C David Andrews Intends To Retire

Completing a journey from UDFA to rookie starter with the Patriots, David Andrews held that distinction until 2024. As the Patriots removed all player ties to their Super Bowl teams this offseason, Andrews will not attempt to bounce back in 2025.

The veteran center intends to retire with the Patriots, according to the team. This will wrap a 10-year run, as Andrews became a rare UDFA to play a decade with one franchise.

When the Pats released Andrews in March, he expressed uncertainty about his playing future. The 32-year-old snapper had provided the bridge up front from Tom Brady to Mac Jones to Drake Maye. Garrett Bradbury is on track to be Maye’s center in 2025, but the former Vikings starter will have a tough act to follow.

Andrews made 121 career starts, beginning his run as New England’s top center in Week 1 of his rookie season. The Georgia product supplanted Bryan Stork in that role and kept it until a blood clot issue kept him out for the entire 2019 campaign. Andrews returned for the 2020 season, beginning the Pats’ post-Brady period, and outlasted the other O-linemen from the Patriots’ Super Bowl years. Although Shaq Mason kept going into the 2020s in New England, the veteran guard has since been traded twice. Andrews managed to stick around for five more seasons, though his 2024 slate ended early due to injury.

A shoulder surgery shut down Andrews, who played just four games last season. The Pats also released him with a failed physical designation, calling into question his readiness for a potential return elsewhere in 2025. Fellow Super Bowl-era Patriot cogs Jonathan Jones and Deatrich Wise (Commanders) and Joe Cardona (Dolphins) have found new homes amid the Pats’ offseason makeover; Andrews will pass on a true effort to do so, wrapping a successful career.

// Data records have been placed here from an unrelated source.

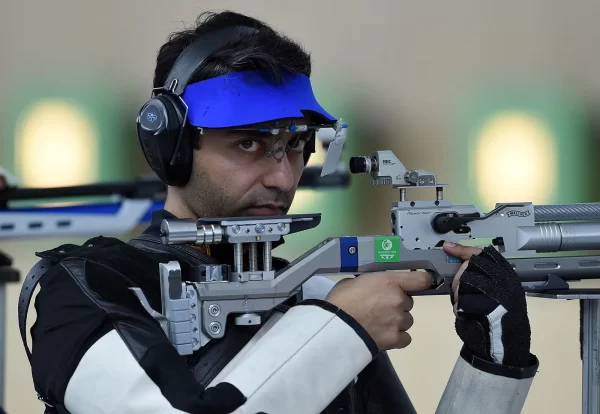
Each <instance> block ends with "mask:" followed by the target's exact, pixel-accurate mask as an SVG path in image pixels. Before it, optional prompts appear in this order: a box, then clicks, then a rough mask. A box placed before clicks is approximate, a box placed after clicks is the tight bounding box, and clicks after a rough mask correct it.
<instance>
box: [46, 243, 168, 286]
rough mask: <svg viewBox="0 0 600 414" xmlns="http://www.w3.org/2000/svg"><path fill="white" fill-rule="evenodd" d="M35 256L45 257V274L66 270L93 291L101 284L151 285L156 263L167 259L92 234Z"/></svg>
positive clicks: (156, 274)
mask: <svg viewBox="0 0 600 414" xmlns="http://www.w3.org/2000/svg"><path fill="white" fill-rule="evenodd" d="M36 256H38V257H40V258H42V259H46V261H47V263H48V270H47V273H53V274H57V273H65V272H66V273H67V274H69V276H70V278H75V279H78V280H79V282H80V283H79V285H80V286H81V287H83V286H84V285H85V286H86V287H88V288H92V289H93V290H97V289H102V286H107V287H108V286H110V287H112V288H113V289H117V290H118V289H119V287H123V288H125V287H131V286H138V287H141V286H145V287H147V288H149V287H154V285H155V284H156V282H157V281H158V272H159V264H160V263H164V262H166V261H169V260H170V257H168V256H166V255H164V254H155V253H149V252H145V251H143V250H140V249H137V248H135V247H134V246H131V245H130V244H128V243H127V242H124V241H122V240H120V239H117V238H113V237H105V236H98V237H93V238H91V239H89V240H87V241H85V242H84V243H82V244H62V245H60V246H57V247H55V248H53V249H49V250H45V251H41V252H36ZM50 269H52V271H51V272H50ZM45 279H47V278H45ZM40 283H41V284H42V285H44V284H45V283H44V282H43V281H40Z"/></svg>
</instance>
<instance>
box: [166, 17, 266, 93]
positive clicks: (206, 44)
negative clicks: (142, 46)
mask: <svg viewBox="0 0 600 414" xmlns="http://www.w3.org/2000/svg"><path fill="white" fill-rule="evenodd" d="M256 33H258V30H256V29H254V28H251V27H248V26H235V27H227V28H224V29H220V30H215V31H212V32H209V33H206V34H203V35H202V36H200V37H199V38H198V39H196V40H195V41H194V42H192V43H191V44H190V45H189V46H188V47H186V48H185V49H184V51H183V52H182V53H181V55H179V57H178V58H177V60H176V61H175V63H174V64H173V67H172V68H171V71H170V72H169V75H168V76H167V79H166V82H165V85H164V88H165V89H167V90H170V88H171V85H172V83H173V81H174V80H177V85H176V86H175V89H174V90H173V93H175V94H176V95H179V96H180V95H181V94H183V92H184V90H185V88H186V86H187V84H188V82H189V81H190V79H191V78H192V76H194V74H195V73H196V71H197V70H198V68H199V67H200V66H201V65H202V64H203V63H204V61H205V60H206V58H208V57H209V56H210V55H211V54H212V53H213V52H215V51H218V50H221V49H223V48H225V46H227V44H228V43H232V42H236V41H239V40H240V39H243V38H244V37H245V36H251V35H253V34H256Z"/></svg>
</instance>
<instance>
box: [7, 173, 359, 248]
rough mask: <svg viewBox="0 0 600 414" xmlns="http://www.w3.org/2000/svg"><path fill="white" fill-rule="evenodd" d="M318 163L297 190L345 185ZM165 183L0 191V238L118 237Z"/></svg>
mask: <svg viewBox="0 0 600 414" xmlns="http://www.w3.org/2000/svg"><path fill="white" fill-rule="evenodd" d="M320 173H321V167H319V166H315V167H312V166H311V167H307V168H306V169H305V170H304V172H303V174H302V177H301V179H300V183H299V184H298V188H299V189H316V190H319V189H335V188H345V187H347V186H348V185H349V183H350V174H349V173H348V171H347V169H346V168H343V166H340V165H338V166H337V167H336V170H335V171H334V172H333V173H332V174H330V175H328V176H324V177H322V176H321V175H320ZM165 195H166V187H165V185H164V184H163V183H162V182H160V181H159V180H158V178H156V177H154V176H152V177H140V178H137V179H133V180H128V181H118V182H108V183H99V184H89V185H79V186H71V187H55V188H19V187H8V188H6V189H5V190H0V240H2V239H24V238H29V239H32V238H47V237H72V236H88V235H95V234H103V235H105V236H118V235H122V234H126V233H128V232H130V231H132V230H133V229H135V227H136V226H138V225H141V224H147V223H149V222H150V219H151V216H152V211H154V210H157V209H161V208H163V206H164V201H165ZM82 197H94V198H95V197H108V200H107V201H95V202H93V203H92V202H89V201H88V202H78V201H76V202H73V201H71V202H69V204H68V205H58V206H57V205H52V204H50V203H48V204H47V205H43V204H42V205H40V204H39V202H42V203H43V202H44V201H46V202H48V201H49V200H50V201H52V202H55V201H56V200H57V199H63V198H65V199H79V198H82ZM31 201H35V202H36V204H35V205H34V206H33V207H29V206H28V207H13V206H11V204H14V203H16V202H31Z"/></svg>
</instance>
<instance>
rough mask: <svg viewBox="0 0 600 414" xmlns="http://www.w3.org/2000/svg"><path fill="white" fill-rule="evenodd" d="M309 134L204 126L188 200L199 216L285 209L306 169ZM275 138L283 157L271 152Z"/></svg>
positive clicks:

The Patriots used Andrews as a starter in 12 playoff games, and his 121 regular-season starts rank highly among O-linemen in team history. Andrews’ regular-season start count ranks seventh in Pats history for offensive linemen, one game ahead of fellow former Brady center Dan Koppen. Among Pats blockers to participate in the second wave of Super Bowls during the Brady years, Andrews leads the way in terms of attendance.

Pro Football Focus graded Andrews as a top-five center twice (2017, 2021) and slotted him in the top 15 on four other occasions, including in 2023. The Pats gave Andrews three extensions, the most recent a one-year, $6.5MM bump agreed to in May 2024. Andrews’ more notable deals came in 2017 (three years, $9MM) and 2021 (four years, $19MM). For his career, the 300-pound blocker earned more than $34MM.

No Pro Bowl nods came Andrews’ way, but he holds a key distinction to cement a signature underdog story. No UDFA has Andrews’ 121 starts beat in Patriots history, as only one other New England cog (offensive lineman Sam Adams) logged more than 100 starts after going undrafted. Andrews will walk away as a key presence on the Brady- and Rob Gronkowski-led Patriots teams that increased that dynasty’s Super Bowl count to six.